Tunisian man gets time served in US terror case
Jul. 16, 2014
NEW YORK (AP) — A Tunisian man smiled and hugged his defense lawyer as a judge sentenced him Wednesday to the 15 months he had already served in prison in a terrorism case that fizzled after prosecutors distanced themselves from claims that he came to America to develop a network of terrorists.
Ahmed Abassi, 27, was sentenced in federal court in Manhattan by Judge Miriam Goldman Cedarbaum. He was held for deportation.
"Mr. Abassi, I hope you will think very seriously about the events of the last year and will decide to always abide by the laws of the United States. And if you do that, I wish you good luck," the judge told him.
"Thank you, your honor. I agree with you," he said through an interpreter at a court proceeding that lasted about 10 minutes.
Abassi pleaded guilty last month to lying to a federal agent about why he came to the United States in 2013 and when he filled out a green card application. He could have faced up to six years in prison.
At the urging of an undercover FBI agent, Abassi in March 2013 flew to the United States, where he met frequently in a Manhattan apartment with another Tunisian citizen, Chiheb Esseghaier, and the agent.
Defense lawyer Sabrina Shroff said Abassi agreed to come to the United States only because the agent had promised to assist him in getting his visa renewed so he could return to Canada to live with his wife. Prosecutors say the visa was withdrawn by Canadian authorities while he was visiting family in Tunisia because he had become a target of an investigation into Esseghaier.

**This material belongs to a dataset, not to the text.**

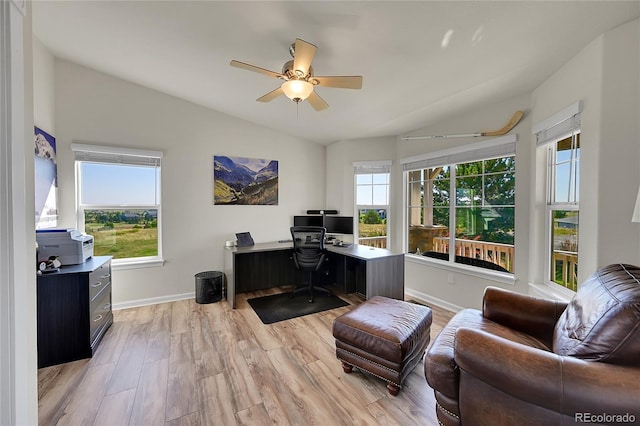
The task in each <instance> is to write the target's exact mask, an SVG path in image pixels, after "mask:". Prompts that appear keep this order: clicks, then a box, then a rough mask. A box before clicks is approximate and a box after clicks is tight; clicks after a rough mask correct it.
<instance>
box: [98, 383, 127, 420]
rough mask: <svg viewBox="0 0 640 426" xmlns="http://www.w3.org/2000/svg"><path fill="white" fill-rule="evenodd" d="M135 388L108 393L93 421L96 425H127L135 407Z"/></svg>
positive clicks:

Esseghaier is awaiting trial in Toronto on charges he conspired with al-Qaida members in Iran in a plot to derail a train that runs between New York City and Montreal.
After Abassi was arrested, prosecutors initially claimed Abassi wanted to remain in the United States to cultivate a network of terrorists for international attacks, but the government eventually backtracked from its most inflammatory claims and dropped the most serious charges.
The government admitted Abassi had repeatedly refused an invitation to conspire to commit terrorism with Esseghaier, though it cited anti-American comments he made in discussions with the undercover agent and Esseghaier, including a claim that "America should be wiped off the face of the Earth." Prosecutors added, though, that Abassi said he had no plan to attack the United States.
Outside court, Shroff said justice was long overdue.
"It was really sad to me that he spent 15 months in jail for doing nothing more than being stupid and opinionated," she said.
Shroff said his opinions were "very much in contrast to anything he was ever willing to do."